Note it sets the offset to 0 because the consumer group is new. Now I take 20 messages, which should be well over 100 bytes. It actually ends up with duplicate messages because it's over the max_bytes:

iex(11)> m = Enum.take(s, 20)
[%KafkaEx.Protocol.Fetch.Message{attributes: 0, crc: 1226351079, key: "",
  offset: 0, value: "Message 1"},
 %KafkaEx.Protocol.Fetch.Message{attributes: 0, crc: 3490836573, key: "",
  offset: 1, value: "Message 2"},
 %KafkaEx.Protocol.Fetch.Message{attributes: 0, crc: 3490836573, key: "",
  offset: 1, value: "Message 2"},
 %KafkaEx.Protocol.Fetch.Message{attributes: 0, crc: 2803286219, key: "",
  offset: 2, value: "Message 3"},
 %KafkaEx.Protocol.Fetch.Message{attributes: 0, crc: 2803286219, key: "",
  offset: 2, value: "Message 3"},
 %KafkaEx.Protocol.Fetch.Message{attributes: 0, crc: 963794280, key: "",
  offset: 3, value: "Message 4"},
 %KafkaEx.Protocol.Fetch.Message{attributes: 0, crc: 963794280, key: "",
  offset: 3, value: "Message 4"},
 %KafkaEx.Protocol.Fetch.Message{attributes: 0, crc: 1316316670, key: "",
  offset: 4, value: "Message 5"},
 %KafkaEx.Protocol.Fetch.Message{attributes: 0, crc: 1316316670, key: "",
  offset: 4, value: "Message 5"},
 %KafkaEx.Protocol.Fetch.Message{attributes: 0, crc: 3615241284, key: "",
  offset: 5, value: "Message 6"},
 %KafkaEx.Protocol.Fetch.Message{attributes: 0, crc: 3615241284, key: "",
  offset: 5, value: "Message 6"},
 %KafkaEx.Protocol.Fetch.Message{attributes: 0, crc: 2692416722, key: "",
  offset: 6, value: "Message 7"},
 %KafkaEx.Protocol.Fetch.Message{attributes: 0, crc: 2692416722, key: "",
  offset: 6, value: "Message 7"},
 %KafkaEx.Protocol.Fetch.Message{attributes: 0, crc: 818157891, key: "",
  offset: 7, value: "Message 8"},
 %KafkaEx.Protocol.Fetch.Message{attributes: 0, crc: 818157891, key: "",
  offset: 7, value: "Message 8"},
 %KafkaEx.Protocol.Fetch.Message{attributes: 0, crc: 1203972565, key: "",
  offset: 8, value: "Message 9"},
 %KafkaEx.Protocol.Fetch.Message{attributes: 0, crc: 1203972565, key: "",
  offset: 8, value: "Message 9"},
 %KafkaEx.Protocol.Fetch.Message{attributes: 0, crc: 1394529882, key: "",
  offset: 9, value: "Message 10"},
 %KafkaEx.Protocol.Fetch.Message{attributes: 0, crc: 1394529882, key: "",
  offset: 9, value: "Message 10"},
 %KafkaEx.Protocol.Fetch.Message{attributes: 0, crc: 605677260, key: "",
  offset: 10, value: "Message 11"}]

If I take 1 again, it actually starts back at 0, because the offset value in my stream struct is 0:

iex(12)> m = Enum.take(s, 1)
[%KafkaEx.Protocol.Fetch.Message{attributes: 0, crc: 1226351079, key: "",
  offset: 0, value: "Message 1"}]

This makes sense if you look at the implementation of KafkaEx.Stream because it takes s.offset as the first offset to fetch.

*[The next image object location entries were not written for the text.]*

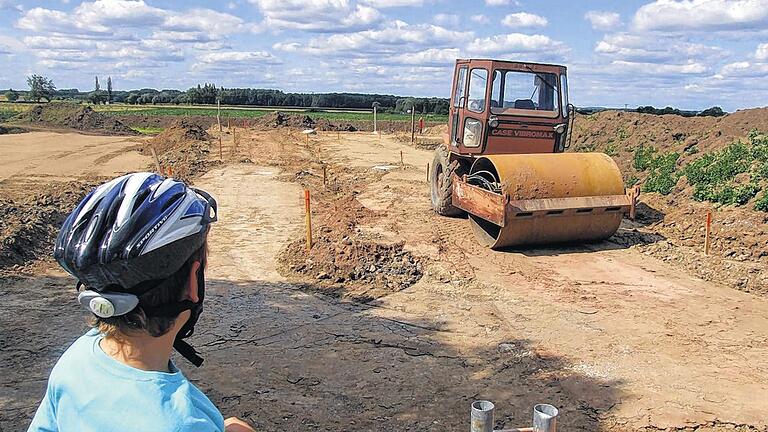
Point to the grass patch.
(643, 157)
(314, 113)
(662, 175)
(714, 175)
(148, 131)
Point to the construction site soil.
(57, 115)
(396, 319)
(273, 120)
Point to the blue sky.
(685, 53)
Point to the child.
(138, 245)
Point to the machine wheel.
(440, 183)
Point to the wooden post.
(325, 181)
(157, 160)
(308, 210)
(218, 113)
(375, 127)
(707, 238)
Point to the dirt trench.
(616, 339)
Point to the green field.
(123, 110)
(8, 110)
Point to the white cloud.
(655, 49)
(603, 20)
(704, 15)
(394, 38)
(743, 69)
(762, 52)
(524, 19)
(641, 68)
(502, 2)
(9, 5)
(322, 16)
(432, 56)
(446, 19)
(381, 4)
(238, 57)
(516, 43)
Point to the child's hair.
(170, 290)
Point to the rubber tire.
(441, 184)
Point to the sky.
(690, 54)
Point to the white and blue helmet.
(129, 235)
(132, 229)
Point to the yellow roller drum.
(553, 198)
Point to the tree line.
(42, 88)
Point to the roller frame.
(500, 209)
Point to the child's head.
(138, 244)
(171, 290)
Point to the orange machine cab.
(501, 107)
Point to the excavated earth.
(71, 116)
(396, 319)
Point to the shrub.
(643, 157)
(713, 176)
(762, 202)
(662, 177)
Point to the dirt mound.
(28, 226)
(179, 133)
(344, 262)
(184, 148)
(279, 119)
(739, 233)
(10, 129)
(68, 115)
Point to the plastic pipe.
(544, 418)
(482, 416)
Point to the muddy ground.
(616, 338)
(270, 121)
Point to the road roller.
(503, 160)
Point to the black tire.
(441, 184)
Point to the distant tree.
(12, 95)
(96, 96)
(712, 112)
(40, 87)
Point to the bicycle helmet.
(130, 234)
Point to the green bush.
(713, 175)
(643, 157)
(762, 202)
(662, 176)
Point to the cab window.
(478, 80)
(525, 93)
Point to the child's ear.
(192, 293)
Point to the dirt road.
(616, 339)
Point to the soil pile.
(10, 129)
(29, 225)
(342, 261)
(739, 254)
(184, 148)
(68, 115)
(300, 121)
(179, 134)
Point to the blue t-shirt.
(90, 391)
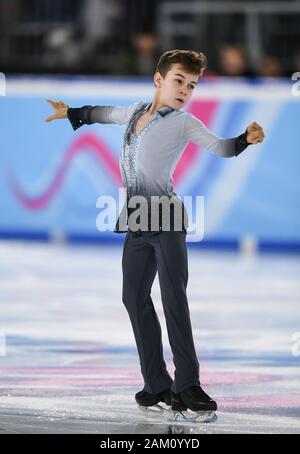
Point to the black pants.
(142, 258)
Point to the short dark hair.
(194, 62)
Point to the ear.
(157, 79)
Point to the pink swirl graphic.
(86, 141)
(92, 144)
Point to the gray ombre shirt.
(148, 159)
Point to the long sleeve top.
(148, 159)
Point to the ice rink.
(71, 363)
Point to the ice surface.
(71, 364)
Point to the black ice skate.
(145, 399)
(196, 400)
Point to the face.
(177, 87)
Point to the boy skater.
(157, 134)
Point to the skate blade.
(194, 417)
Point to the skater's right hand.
(60, 110)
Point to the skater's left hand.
(255, 133)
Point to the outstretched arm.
(86, 115)
(195, 131)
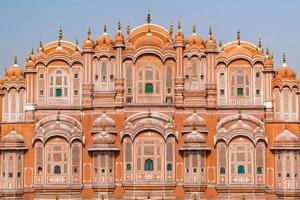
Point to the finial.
(267, 52)
(171, 29)
(89, 31)
(259, 43)
(119, 25)
(179, 25)
(128, 28)
(41, 45)
(210, 32)
(194, 28)
(15, 60)
(238, 36)
(104, 28)
(148, 17)
(283, 57)
(76, 44)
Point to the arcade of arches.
(150, 114)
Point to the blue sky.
(24, 22)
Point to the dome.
(13, 138)
(285, 72)
(194, 120)
(149, 40)
(194, 137)
(286, 137)
(103, 138)
(104, 121)
(104, 40)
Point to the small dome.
(104, 121)
(104, 40)
(194, 137)
(13, 138)
(194, 120)
(149, 40)
(285, 72)
(286, 137)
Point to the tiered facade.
(154, 115)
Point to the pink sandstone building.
(153, 115)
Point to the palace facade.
(153, 115)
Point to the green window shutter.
(148, 88)
(58, 92)
(148, 165)
(240, 91)
(241, 169)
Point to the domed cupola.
(119, 37)
(194, 131)
(104, 41)
(194, 39)
(285, 72)
(211, 42)
(89, 42)
(13, 141)
(179, 37)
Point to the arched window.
(222, 170)
(241, 169)
(149, 88)
(57, 169)
(148, 165)
(58, 84)
(259, 170)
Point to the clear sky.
(24, 22)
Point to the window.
(128, 167)
(257, 92)
(148, 88)
(241, 169)
(57, 169)
(169, 167)
(148, 165)
(240, 91)
(222, 170)
(58, 92)
(222, 92)
(259, 170)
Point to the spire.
(194, 28)
(89, 31)
(119, 25)
(283, 58)
(15, 60)
(41, 45)
(148, 17)
(179, 25)
(171, 29)
(259, 44)
(76, 45)
(238, 36)
(210, 32)
(128, 28)
(60, 35)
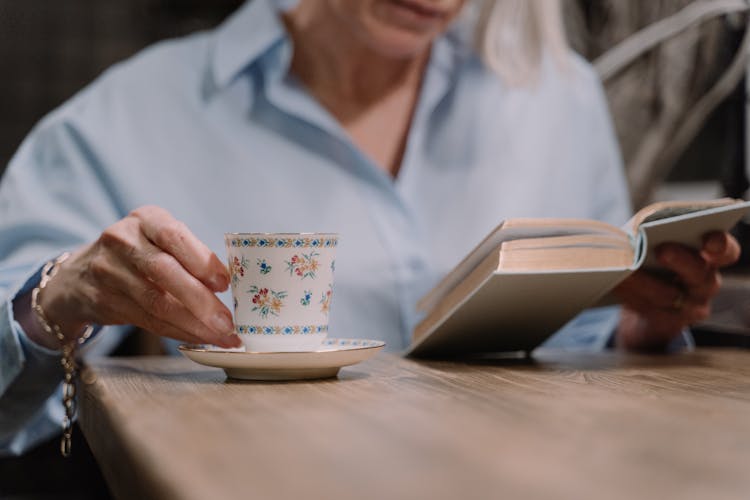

This is even more fun: If I create a NEW stream with the same consumer group, I get offset 2. Furthermore, if I take one from that stream I start with message at offset 2, so I've actually completely skipped offset 1:

iex(13)> s2 = KafkaEx.stream("mytopic", 0, auto_commit: true, consumer_group: "test", max_bytes: 100)
%KafkaEx.Stream{consumer_group: "test",
 fetch_request: %KafkaEx.Protocol.Fetch.Request{auto_commit: true,
  client_id: nil, correlation_id: nil, max_bytes: 100, min_bytes: 1, offset: 2,
  partition: 0, topic: "mytopic", wait_time: 10}, no_wait_at_logend: false,
 worker_name: :kafka_ex}
iex(14)> m = Enum.take(s2, 1)
[%KafkaEx.Protocol.Fetch.Message{attributes: 0, crc: 2803286219, key: "",
  offset: 2, value: "Message 3"}]

I'm pretty sure I can sort this all out. The question is, from a design standpoint, should the stream continue along the topic from the last offset that was committed, or should it start at the same offset. There are kind of conflicting ideas here - it's intuitive that subsequent calls would fetch the next messages, BUT this is a functional language and therefore there's an argument that making the same function call twice with the same arguments would return the same value. I think we just need to make a decision either way.

Regardless, I definitely agree that documenting this is really important.

bjhaid · 2017-07-14T02:06:46Z

Can you verify what the behavior of File.stream! is, we should try to be consistent as much as possible with the read behavior of File.stream!

bjhaid · 2017-07-14T02:09:17Z

nvm I just verified, and this is consistent with the behavior of File.stream!, returning duplicate elements is weird though, maybe we can try not doing that :)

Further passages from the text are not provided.